The late 1790s found the two on opposite sides of the emerging two-party system. Abigail’s husband John had succeeded George Washington as president, and he was wrestling with political opposition at home and a brewing conflict with France abroad.
The first lady didn’t even have the right to vote, but she was an acute political observer and very much John’s political partner.
James Madison, meanwhile, was causing more than a little trouble for the Federalists in power. He and Thomas Jefferson were instrumental in the growth of the Democratic-Republicans, who rose to challenge the Federalist Party beginning in the mid-1790s, especially through their quiet support of like-minded newspaper editors.

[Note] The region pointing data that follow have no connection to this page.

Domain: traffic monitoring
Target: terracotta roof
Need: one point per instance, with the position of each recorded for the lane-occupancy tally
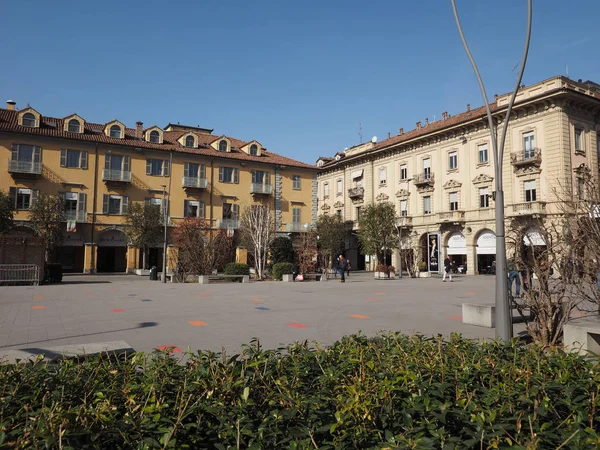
(94, 132)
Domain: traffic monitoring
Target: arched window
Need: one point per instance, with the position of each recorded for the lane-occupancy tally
(28, 120)
(74, 126)
(190, 141)
(115, 131)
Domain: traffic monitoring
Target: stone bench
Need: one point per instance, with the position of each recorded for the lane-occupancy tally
(484, 315)
(583, 335)
(205, 279)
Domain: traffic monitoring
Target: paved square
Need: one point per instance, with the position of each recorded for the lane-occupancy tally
(149, 315)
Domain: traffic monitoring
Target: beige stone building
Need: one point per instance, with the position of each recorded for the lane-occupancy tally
(440, 175)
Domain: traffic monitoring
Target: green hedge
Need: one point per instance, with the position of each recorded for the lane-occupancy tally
(281, 269)
(236, 269)
(393, 391)
(53, 273)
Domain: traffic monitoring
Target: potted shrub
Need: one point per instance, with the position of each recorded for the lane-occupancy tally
(423, 273)
(384, 271)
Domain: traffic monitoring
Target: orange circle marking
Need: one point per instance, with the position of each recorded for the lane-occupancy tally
(359, 316)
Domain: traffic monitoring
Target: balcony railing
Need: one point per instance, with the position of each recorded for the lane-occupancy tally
(201, 183)
(259, 188)
(77, 216)
(526, 157)
(527, 209)
(423, 178)
(404, 221)
(451, 216)
(297, 227)
(357, 192)
(116, 175)
(16, 166)
(228, 223)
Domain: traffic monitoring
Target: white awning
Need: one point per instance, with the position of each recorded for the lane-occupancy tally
(357, 174)
(486, 243)
(457, 244)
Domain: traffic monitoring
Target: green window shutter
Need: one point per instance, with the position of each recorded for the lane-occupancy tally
(105, 198)
(81, 207)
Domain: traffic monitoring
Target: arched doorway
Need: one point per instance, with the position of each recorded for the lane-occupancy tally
(457, 250)
(112, 251)
(486, 252)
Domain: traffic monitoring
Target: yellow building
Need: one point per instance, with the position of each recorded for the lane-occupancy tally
(100, 169)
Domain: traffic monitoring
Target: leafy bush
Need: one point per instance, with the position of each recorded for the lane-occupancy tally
(280, 269)
(236, 269)
(392, 391)
(53, 273)
(281, 250)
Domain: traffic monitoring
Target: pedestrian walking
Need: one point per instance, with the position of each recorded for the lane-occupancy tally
(342, 264)
(447, 271)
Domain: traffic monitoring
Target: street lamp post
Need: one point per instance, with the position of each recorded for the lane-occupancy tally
(504, 329)
(164, 278)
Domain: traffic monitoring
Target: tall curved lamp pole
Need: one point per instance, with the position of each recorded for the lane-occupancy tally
(504, 328)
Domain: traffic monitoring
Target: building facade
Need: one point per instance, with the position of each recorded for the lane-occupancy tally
(101, 169)
(440, 175)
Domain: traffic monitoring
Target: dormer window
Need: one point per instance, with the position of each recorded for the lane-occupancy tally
(28, 120)
(74, 126)
(115, 131)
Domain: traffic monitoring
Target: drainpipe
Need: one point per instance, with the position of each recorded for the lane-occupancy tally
(95, 198)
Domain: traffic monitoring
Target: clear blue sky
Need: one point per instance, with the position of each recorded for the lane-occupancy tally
(298, 76)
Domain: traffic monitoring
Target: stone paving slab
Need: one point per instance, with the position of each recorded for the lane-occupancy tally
(147, 314)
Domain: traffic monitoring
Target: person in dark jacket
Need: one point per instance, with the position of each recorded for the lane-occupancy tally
(342, 265)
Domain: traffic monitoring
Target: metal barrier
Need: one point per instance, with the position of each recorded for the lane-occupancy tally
(19, 274)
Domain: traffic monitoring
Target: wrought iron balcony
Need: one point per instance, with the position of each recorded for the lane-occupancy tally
(451, 217)
(259, 188)
(357, 192)
(526, 157)
(228, 223)
(422, 179)
(16, 166)
(77, 216)
(195, 182)
(527, 209)
(116, 175)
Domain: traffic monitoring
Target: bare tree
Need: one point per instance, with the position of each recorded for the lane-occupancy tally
(47, 216)
(257, 232)
(201, 250)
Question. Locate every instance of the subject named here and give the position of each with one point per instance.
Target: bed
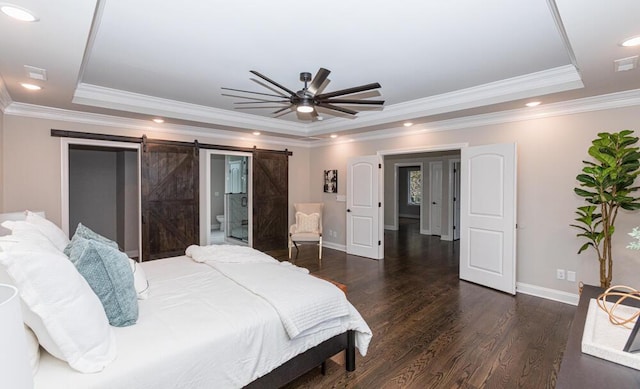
(202, 326)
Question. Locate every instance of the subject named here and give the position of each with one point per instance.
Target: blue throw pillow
(85, 232)
(108, 272)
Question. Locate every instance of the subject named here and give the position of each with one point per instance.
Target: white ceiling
(434, 59)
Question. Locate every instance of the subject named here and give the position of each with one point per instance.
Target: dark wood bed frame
(310, 359)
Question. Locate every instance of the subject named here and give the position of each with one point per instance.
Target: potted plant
(607, 185)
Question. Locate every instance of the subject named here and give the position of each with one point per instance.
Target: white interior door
(488, 216)
(364, 207)
(435, 195)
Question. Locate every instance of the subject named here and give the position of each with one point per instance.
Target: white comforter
(197, 329)
(302, 301)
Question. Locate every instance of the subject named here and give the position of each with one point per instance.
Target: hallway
(432, 330)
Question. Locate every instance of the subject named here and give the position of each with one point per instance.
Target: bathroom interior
(229, 199)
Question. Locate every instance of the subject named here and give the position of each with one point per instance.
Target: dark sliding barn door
(270, 200)
(170, 200)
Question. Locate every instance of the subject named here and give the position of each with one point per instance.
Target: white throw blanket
(302, 301)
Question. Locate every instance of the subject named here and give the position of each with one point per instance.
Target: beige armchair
(308, 227)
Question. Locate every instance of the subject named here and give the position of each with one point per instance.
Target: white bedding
(303, 302)
(197, 329)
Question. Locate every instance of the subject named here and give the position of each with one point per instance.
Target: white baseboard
(335, 246)
(546, 293)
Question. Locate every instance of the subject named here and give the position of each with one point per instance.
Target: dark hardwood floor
(431, 330)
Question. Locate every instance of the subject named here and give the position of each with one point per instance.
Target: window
(415, 187)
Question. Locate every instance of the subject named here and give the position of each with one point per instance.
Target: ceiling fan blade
(336, 108)
(261, 107)
(318, 80)
(244, 97)
(281, 109)
(262, 102)
(349, 91)
(348, 101)
(282, 112)
(248, 91)
(267, 79)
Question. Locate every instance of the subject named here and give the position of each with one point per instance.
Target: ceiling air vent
(36, 73)
(623, 64)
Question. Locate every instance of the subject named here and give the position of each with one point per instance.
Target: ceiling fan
(308, 99)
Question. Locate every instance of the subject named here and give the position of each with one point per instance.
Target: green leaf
(585, 246)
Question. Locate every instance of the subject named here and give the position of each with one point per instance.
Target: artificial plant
(607, 185)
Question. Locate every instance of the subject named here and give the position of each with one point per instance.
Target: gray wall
(93, 191)
(103, 194)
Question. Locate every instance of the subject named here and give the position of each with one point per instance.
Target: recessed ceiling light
(18, 13)
(630, 42)
(30, 86)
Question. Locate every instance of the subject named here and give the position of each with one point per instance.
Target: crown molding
(49, 113)
(595, 103)
(535, 84)
(98, 96)
(588, 104)
(554, 80)
(5, 97)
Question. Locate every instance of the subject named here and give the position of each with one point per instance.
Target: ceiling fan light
(304, 107)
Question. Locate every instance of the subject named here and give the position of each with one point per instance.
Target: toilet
(220, 219)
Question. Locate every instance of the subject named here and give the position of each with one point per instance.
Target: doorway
(439, 161)
(228, 198)
(101, 190)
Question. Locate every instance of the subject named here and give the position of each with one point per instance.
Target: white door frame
(488, 236)
(394, 226)
(64, 162)
(417, 150)
(205, 199)
(369, 213)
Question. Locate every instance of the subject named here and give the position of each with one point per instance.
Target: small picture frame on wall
(330, 181)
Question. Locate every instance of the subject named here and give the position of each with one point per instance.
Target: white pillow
(50, 230)
(33, 349)
(307, 223)
(62, 310)
(139, 280)
(22, 231)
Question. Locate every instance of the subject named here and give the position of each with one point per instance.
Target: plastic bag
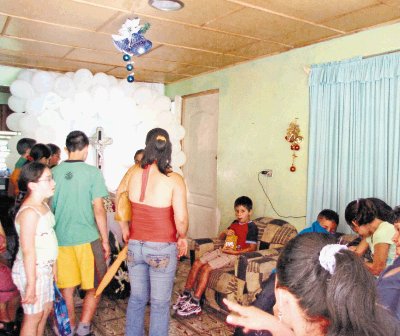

The Democratic-Republicans were alarming to many because there had been high hopes that no party system would be necessary. Americans would elect virtuous leaders based on their leadership qualities and policy positions.
HA! That didn’t last very long. Even George Washington’s honeymoon finally ended in the last few years of his presidency. In his Farewell Address, he warned of the danger of faction, of political differences undermining our strength as a nation.
The alternate domination of one faction over another, sharpened by the spirit of revenge, natural to party dissension, which in different ages and countries has perpetrated the most horrid enormities, is itself a frightful despotism.
Both parties thought they reflected the will of the American people and the “true” vision of the Revolution. (Sound familiar?)
Could both be right?
John Adams signed the Alien and Sedition Acts in 1798 in an attempt to make the nation safer in a time of perceived danger. The Sedition Act criminalized criticism of the government, leading to the jailing of several newspaper editors.
The Alien Act gave the president the broad power to expel any foreigner deemed to be “dangerous to the peace and safety of the United States.” Suspicion of the loyalty or good intentions of immigrants precedes current debates.
While those two acts expired at the end of Adams’ presidency, the Alien Enemies Act, which allowed for the arrest or removal of people from nations at war with the United States, is still in force today. It was the basis for the internment of thousands of Japanese Americans during the Second World War.
At very least, James and Abigail’s conversation shows our struggle to reconcile competing values. What security measures are necessary in a time of national danger? What rights are we willing to sacrifice for safety?
What loyalty do we owe to a leader we oppose? Is trust and compromise possible, or is politics just about winning?
Whom do you side with, Mrs. Adams or Mr. Madison? Or (God forbid!) do you fall somewhere in the middle?